The simplest method for synthesizing novel views from a ray database is to query it for the closest ray to each of the desired pixels from the virtual camera. This query process can be simplified by considering it in two separate steps. First, the intersection of the desired ray with the plane of the camera array is computed and the nearest camera to this intersection is found. Next, the ray from the selected camera that is closest to the desired ray is found, and it is used as the approximation for the desired ray. Better approximations result from interpolating between multiple near-by rays from the database. Interpolation is accomplished by combining the information from the four nearest cameras, and selecting the closest ray by interpolating between the four closest pixels. In the limit, as the spacing between cameras approaches zero and resolution of the imager sensors increases, this image synthesis method will result in an exact reconstruction. With finite camera spacing and low-resolution sensors, the resulting images will exhibit depth-of-field artifacts similar to real finite-aperture cameras. Thus, our camera array requires focusing controls, but the placement of this focal plane is achieved entirely through computation. Our goal is to build a random access camera module using off-the-shelve parts by the end of 1999. We plan to use this camera module in conjunction with an X-Y motion platform as a proof of concept test for our system. We then hope to fabricate a motherboard with connections for an 8 by 8 camera array sometime in 2000.

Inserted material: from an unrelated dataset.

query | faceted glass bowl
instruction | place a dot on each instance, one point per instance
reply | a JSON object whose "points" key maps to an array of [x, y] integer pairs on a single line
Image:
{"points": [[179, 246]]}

There are many difficult problems on the near horizon for the field of computer graphics. While the last thirty years has seen impressive progress in the areas of photorealistic rendering and the development of specialized hardware platforms for generating graphics, the problem of generating high quality models is nearly as difficult today as it was then. Despite these difficulties, the expectations for the field are constantly increasing. Television series, such as Star Trek, portray futuristic holodeck capabilities, and movies, such as The Matrix, imagine virtual reality experiences that are indistinguishable from reality. Anyone familiar with the current state of the art in computer graphics is well aware that existing computer graphics technologies are a long way from accomplishing these feats, yet the expectations have not subsided.
To date, most of the focus in virtual reality research has focused on the problems of tracking and display. While these are certainly important tasks, they do not address the fundamental issue of how the underlying scene is modeled and represented in compelling detail. We believe that the synthetic aperture camera that we propose, along with its associated algorithms, is a significant new approach toward addressing these problems. Our research effort can be viewed as moving away from the traditional geometric representations of computer graphics towards an alternate image-based scene representation. We believe that sorts of representations have significant advantages over approaches used in the past. In particular, the use of acquired images simplifies the process of model acquisition, and provides photorealism by default. Thus, it is our expectation that the support of this research will have a dramatic impact on the future of computer graphics.